Naija Buka in New York !

29under-span-articleLarge.jpgTHE giant African land snail can grow up to a foot long and weigh more than a pound. But the three specimens ($10) on our plate at Buka, denuded of their shells and curled in tight black whorls, looked about as imposing as jumbo shrimp. Nevertheless, my dining companions took a collective deep breath. “One, two, three,” I heard one of them whisper as she lifted her fork.

We chewed. “It tastes like mushroom,” someone ventured, and the table concurred: the meat was woody in texture, not slippery like escargot, and slightly nutty in flavor. It was edible. We were eating it. There was nothing to fear.
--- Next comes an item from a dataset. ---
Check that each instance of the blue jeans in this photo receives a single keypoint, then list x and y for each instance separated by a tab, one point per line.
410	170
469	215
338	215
Buka opened last spring in the southern reaches of Clinton Hill, Brooklyn. The restaurant’s name comes from Hausa, one of Nigeria’s hundreds of languages, and suggests a canteen serving unfussy, traditional food.

Make that a shabby-chic canteen. The owners, Lookman Mashood and Nat Goldberg, have transformed a former law office on a dingy stretch of Fulton Street into an airy, inviting space. Victorian details — a floral couch, an oil painting in a gilded frame, a chandelier — are juxtaposed with gritty exposed brick.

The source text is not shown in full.